The goal will be fulfilled by 1) revealing, with modern integrative methodology the actual level of diversity and endemism in the local fauna; 2) exploring the population molecular diversity and structure of the local model taxa in order to define their conservation status and conservation management units; 3) estimating the uniqueness level of the local model taxa by studying their phylogenetic/biogeographic relationships with fauna of the other karst poljes in the Dinaric region, The model organisms will be several taxa of freshwater macroinvertebrates used in ecosystem assessments, i.e. aquatic snails (Gastropoda), leeches (Hirudinea), water mites (Hydrachnidia and Halacaroidea), malacostracan crustaceans: gammarid amphipods, asellid isopods, caridean shrimp, and mysids.
The origin of the fauna of Lake Skadar basin is virtually unexplored.
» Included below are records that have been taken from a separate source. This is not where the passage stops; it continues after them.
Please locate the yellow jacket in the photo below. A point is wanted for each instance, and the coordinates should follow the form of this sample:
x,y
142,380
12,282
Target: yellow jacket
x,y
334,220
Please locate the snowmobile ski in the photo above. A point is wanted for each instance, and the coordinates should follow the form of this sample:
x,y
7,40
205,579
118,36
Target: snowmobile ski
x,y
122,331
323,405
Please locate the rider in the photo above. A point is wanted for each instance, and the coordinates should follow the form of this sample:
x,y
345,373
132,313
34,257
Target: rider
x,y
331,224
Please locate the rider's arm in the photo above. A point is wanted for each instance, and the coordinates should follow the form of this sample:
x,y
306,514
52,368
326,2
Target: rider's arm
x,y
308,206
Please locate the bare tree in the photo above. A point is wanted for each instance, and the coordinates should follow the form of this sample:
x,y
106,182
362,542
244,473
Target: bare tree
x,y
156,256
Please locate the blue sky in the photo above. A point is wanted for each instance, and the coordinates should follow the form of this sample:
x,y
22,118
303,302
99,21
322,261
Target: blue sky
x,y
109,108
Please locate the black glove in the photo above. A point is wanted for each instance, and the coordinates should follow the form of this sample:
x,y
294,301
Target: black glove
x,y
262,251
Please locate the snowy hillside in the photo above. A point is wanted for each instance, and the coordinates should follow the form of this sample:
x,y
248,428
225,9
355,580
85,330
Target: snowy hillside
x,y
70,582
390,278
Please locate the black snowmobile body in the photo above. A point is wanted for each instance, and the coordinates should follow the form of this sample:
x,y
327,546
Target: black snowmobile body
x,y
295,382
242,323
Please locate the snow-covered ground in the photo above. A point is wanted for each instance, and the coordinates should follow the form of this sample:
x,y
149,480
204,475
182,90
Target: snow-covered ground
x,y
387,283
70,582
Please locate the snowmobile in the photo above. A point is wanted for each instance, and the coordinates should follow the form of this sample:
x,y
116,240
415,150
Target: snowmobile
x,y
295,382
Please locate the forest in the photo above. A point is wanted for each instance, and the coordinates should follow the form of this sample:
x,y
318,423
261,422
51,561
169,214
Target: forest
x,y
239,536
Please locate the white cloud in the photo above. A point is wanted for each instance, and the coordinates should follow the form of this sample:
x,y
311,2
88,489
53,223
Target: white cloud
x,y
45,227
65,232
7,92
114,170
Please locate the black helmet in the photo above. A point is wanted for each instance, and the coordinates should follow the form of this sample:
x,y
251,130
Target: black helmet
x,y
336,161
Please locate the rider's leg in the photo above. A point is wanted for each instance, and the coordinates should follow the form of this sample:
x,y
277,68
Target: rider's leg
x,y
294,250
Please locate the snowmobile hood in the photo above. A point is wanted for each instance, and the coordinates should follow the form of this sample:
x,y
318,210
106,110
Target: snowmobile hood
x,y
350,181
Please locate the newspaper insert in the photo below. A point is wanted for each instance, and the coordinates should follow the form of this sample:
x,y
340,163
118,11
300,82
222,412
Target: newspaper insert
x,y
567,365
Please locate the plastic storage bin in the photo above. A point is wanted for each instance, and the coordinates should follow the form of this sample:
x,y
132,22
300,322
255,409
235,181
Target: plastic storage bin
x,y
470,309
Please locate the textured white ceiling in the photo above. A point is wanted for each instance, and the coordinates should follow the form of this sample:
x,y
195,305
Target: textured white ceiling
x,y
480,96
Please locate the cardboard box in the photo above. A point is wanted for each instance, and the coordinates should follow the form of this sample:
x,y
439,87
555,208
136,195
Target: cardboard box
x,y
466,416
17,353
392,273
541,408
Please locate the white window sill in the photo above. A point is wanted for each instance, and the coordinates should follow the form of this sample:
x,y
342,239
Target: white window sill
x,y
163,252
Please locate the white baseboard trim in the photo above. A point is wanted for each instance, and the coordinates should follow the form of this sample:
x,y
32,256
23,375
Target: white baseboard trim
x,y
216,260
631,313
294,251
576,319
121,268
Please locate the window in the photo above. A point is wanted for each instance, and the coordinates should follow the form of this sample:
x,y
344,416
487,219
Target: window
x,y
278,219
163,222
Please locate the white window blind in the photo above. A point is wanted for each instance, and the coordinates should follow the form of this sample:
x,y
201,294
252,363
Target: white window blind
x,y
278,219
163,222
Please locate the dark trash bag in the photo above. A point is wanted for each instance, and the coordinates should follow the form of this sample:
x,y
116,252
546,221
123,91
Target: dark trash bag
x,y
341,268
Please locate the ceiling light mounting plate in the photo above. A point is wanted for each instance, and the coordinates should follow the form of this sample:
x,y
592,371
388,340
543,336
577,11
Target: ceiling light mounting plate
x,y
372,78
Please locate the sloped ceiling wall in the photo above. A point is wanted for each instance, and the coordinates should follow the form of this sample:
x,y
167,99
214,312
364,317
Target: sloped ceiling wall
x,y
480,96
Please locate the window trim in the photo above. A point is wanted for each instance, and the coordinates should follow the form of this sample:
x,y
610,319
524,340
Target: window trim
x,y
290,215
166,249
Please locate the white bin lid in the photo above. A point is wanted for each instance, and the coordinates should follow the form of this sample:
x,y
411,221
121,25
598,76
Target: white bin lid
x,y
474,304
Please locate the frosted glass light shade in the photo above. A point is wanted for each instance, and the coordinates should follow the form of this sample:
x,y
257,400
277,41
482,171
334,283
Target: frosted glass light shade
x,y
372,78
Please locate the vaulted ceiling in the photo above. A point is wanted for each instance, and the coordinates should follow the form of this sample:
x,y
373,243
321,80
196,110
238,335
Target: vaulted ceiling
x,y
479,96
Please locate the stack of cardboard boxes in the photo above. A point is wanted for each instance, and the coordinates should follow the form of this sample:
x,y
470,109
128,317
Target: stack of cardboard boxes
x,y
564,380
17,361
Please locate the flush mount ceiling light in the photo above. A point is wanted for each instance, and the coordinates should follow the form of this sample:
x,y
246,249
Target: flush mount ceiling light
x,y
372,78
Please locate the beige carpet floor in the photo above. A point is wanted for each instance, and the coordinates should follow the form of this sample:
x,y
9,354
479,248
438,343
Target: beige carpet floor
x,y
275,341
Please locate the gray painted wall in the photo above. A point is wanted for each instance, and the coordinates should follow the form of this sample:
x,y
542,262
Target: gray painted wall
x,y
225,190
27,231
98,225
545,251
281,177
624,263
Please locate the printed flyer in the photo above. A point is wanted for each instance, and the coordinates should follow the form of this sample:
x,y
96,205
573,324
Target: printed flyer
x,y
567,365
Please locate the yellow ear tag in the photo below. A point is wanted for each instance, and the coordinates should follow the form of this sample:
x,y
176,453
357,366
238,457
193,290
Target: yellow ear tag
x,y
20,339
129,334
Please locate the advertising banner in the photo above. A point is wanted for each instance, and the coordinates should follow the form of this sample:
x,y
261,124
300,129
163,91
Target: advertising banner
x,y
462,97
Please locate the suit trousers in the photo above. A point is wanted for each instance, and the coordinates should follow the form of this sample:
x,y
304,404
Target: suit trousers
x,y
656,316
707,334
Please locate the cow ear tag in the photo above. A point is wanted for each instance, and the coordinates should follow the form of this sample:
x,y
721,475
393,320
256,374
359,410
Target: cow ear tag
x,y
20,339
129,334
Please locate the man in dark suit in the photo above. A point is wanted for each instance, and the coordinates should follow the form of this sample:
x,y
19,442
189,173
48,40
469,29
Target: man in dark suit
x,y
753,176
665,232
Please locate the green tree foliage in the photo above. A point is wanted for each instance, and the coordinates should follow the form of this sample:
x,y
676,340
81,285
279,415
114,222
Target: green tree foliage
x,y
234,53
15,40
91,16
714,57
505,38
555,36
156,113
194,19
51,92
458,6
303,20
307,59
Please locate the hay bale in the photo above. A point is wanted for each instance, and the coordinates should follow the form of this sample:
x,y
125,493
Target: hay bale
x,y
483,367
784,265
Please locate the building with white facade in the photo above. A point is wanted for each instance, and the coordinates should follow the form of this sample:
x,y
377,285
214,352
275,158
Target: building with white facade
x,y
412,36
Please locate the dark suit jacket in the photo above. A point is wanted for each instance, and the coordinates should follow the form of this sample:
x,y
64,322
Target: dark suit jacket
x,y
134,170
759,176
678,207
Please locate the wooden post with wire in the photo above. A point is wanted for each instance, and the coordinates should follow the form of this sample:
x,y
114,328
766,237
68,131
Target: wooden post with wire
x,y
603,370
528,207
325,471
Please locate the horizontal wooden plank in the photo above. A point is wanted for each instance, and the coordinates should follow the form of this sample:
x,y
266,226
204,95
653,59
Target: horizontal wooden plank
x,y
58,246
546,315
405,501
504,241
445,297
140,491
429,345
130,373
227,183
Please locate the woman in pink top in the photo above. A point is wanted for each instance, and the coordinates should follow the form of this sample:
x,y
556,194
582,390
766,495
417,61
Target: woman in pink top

The main hypotheses formulated recently by Grabowski et al. (2018), that it could have been colonized either by a set of widespread lineages with high dispersal abilities inhabiting lacustrine habitats all over Balkans, or that it was colonized mainly from the small local water bodies associated with limnocrene springs or marshlands”. In addition, the fauna associated with local springs was studied almost exclusively at the morphological level and virtually nothing is known about its molecular diversity or phylogenetic/biogeographical affinities. We may only hypothesize whether it developed in long isolation or is closely related to that of other spring systems in the Balkan area.
Given that the Balkan Peninsula is recognized as one of the main diversity and endemism hots-posts in Europe and worldwide, achieving the project goals and verifying the hypotheses will greatly increase our knowledge upon origins, formation and early diversification of inland water fauna. Importantly, freshwater ecosystem and resources in the area are highly limited and critically endangered by increasing anthropogenic pressure. Thus, particular attention will be paid to understanding the isolation vs. connectivity patterns of the studied springs as well to the basic causes and mechanisms of colonization of these highly threatened habitats – problems that remain insufficiently studied and poorly understood.
Finally, construction of the DNA barcode reference library will provide a possibility for employing cost-effective methods such as DNA metabarcoding and, in perspective, ecologically harmless eDNA sampling in bioassessment and biomonitoring of the local freshwater ecosystems.